Kesalahan berikutnya, menurut Marco adalah adanya anggapan bahwa ketika kehabisan tanah, diperbolehkan untuk mengambil alih laut.
“Dampak dari bertambahnya daratan juga berkurangnya laut. Dimana ini berdampak kepada banyak hal, misal spesies ikan, ekosistem dan lainnya,” paparnya.
Sementara itu, Kuasa Hukum Koalisi Selamatkan Teluk Jakarta (KSTJ), Tigor Hutapea menekankan pentingnya keberadaan KLHS (kajian lingkungan hidup strategis) sebagai kajian akademik secara teknis, ekonomi sosial, lingkungan dan pelibatan masyarakat di teluk Jakarta yang kemudian dijadikan dasar penyusunan RZWP3K. RZWP3K sangat penting untuk memberikan perlindungan dan menghindari konflik pengelolaan wilayah kelautan dan pesisir. Selain itu juga, belum ada KLHS yang menjadi pedoman untuk membuat Amdal.

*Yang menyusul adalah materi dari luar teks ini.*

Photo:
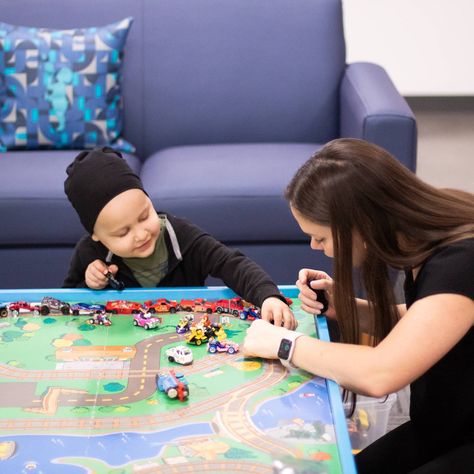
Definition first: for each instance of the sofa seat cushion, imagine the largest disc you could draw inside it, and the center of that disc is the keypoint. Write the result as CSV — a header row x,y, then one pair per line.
x,y
33,205
235,192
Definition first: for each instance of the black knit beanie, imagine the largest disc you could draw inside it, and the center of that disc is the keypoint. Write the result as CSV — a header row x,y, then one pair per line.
x,y
95,178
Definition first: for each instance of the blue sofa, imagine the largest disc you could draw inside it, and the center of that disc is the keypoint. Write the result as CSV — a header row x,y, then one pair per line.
x,y
223,100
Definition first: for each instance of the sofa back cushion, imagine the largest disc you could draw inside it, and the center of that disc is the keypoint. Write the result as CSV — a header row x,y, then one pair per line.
x,y
238,71
214,71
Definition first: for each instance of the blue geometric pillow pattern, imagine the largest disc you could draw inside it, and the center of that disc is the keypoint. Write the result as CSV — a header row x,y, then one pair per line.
x,y
62,88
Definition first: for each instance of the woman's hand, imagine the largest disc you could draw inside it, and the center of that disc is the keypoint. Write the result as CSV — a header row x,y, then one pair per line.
x,y
96,274
274,310
263,339
317,281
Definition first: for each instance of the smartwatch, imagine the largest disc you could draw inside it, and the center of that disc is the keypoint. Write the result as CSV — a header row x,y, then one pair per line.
x,y
287,347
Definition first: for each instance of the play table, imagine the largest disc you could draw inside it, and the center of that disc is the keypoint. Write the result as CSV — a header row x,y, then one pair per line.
x,y
77,397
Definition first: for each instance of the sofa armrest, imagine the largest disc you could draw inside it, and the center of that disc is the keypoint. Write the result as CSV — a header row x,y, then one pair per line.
x,y
372,109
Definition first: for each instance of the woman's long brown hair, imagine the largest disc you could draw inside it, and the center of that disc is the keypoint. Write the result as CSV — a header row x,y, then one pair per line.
x,y
355,186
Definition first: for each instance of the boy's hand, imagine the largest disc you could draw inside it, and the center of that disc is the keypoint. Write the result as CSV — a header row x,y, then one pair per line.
x,y
96,272
310,280
273,309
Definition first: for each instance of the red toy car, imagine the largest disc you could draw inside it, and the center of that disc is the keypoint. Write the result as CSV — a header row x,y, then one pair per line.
x,y
146,320
123,307
162,305
233,306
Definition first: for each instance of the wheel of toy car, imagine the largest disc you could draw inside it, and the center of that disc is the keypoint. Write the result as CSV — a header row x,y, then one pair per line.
x,y
172,393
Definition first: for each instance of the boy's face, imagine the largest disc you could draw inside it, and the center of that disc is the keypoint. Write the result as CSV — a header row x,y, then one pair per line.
x,y
128,225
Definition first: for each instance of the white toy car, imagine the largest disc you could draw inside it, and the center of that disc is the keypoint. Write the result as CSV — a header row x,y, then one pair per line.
x,y
180,354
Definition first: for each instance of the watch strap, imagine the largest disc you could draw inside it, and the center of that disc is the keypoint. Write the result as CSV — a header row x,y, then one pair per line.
x,y
289,339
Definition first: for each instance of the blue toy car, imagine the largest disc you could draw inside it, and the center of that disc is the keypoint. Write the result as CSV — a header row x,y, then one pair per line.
x,y
174,385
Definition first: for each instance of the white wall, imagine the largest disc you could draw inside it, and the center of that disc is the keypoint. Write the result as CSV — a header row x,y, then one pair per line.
x,y
426,46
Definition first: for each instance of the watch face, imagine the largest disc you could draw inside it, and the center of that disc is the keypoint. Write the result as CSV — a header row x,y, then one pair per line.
x,y
284,349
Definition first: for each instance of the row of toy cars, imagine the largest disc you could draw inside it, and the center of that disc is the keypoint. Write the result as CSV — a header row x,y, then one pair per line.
x,y
48,304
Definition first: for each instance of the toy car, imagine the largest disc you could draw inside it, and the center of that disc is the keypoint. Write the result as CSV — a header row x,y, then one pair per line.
x,y
162,305
213,330
184,324
214,346
49,304
198,305
233,306
123,307
196,336
174,385
146,320
180,354
100,318
250,313
17,307
85,308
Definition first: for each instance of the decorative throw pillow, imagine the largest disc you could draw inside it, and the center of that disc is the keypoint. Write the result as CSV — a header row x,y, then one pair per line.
x,y
61,88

“Kita gak ada KLHS dan rencana Zonasi. Tapi izin langsung lokasi dan amdal. Amdal yang bahkan kurang jelas dan parsial. Ini tidak jelas buat apa, pasir ambil dari mana, limbah dibuang kemana. Ini akan berdampak terhadap lingkungan sekali memang,” jelas Tigor yang juga merupakan deputi hukum KIARA.
Reklamasi, lanjut Tigor juga berdampak terhadap ruang hidup nelayan. Saat ini, di Teluk Jakarta terdapat sekitar lebih dari 10.000 orang.
Alan Koropitan, Akademis dari IPB mengatakan reklamasi 17 pulau akan menghambat pencucian (flusing) air laut di pesisir akibatnya meningkatkan sedimentasi logam berat dan limbah lainnya. Akibatnya, tingkat pencemaran di wilayah Teluk Jakarta semakin tinggi. Tutupan pulau juga menimbulkan banjir air limpasan 13 sungai. Yang harus dilakukan adalah melakukan revitalisasi atau restorasi Teluk Jakarta, memulihkan keadaan lingkungan teluk yang akan menciptakan ekonomi baru.
Acara diskusi dihadiri sekitar 100 orang peserta. Dalam acara diskusi tersebut, diisi juga paparan dari Peneliti LIPI Prof. Henny Warsilah, Peneliti IPB Dr. Alan Koropitan dan Prof. Dr. Wahyoe Hartono. Sementara moderator acara oleh Peneliti Rujak, Elisa Sutanudjaja.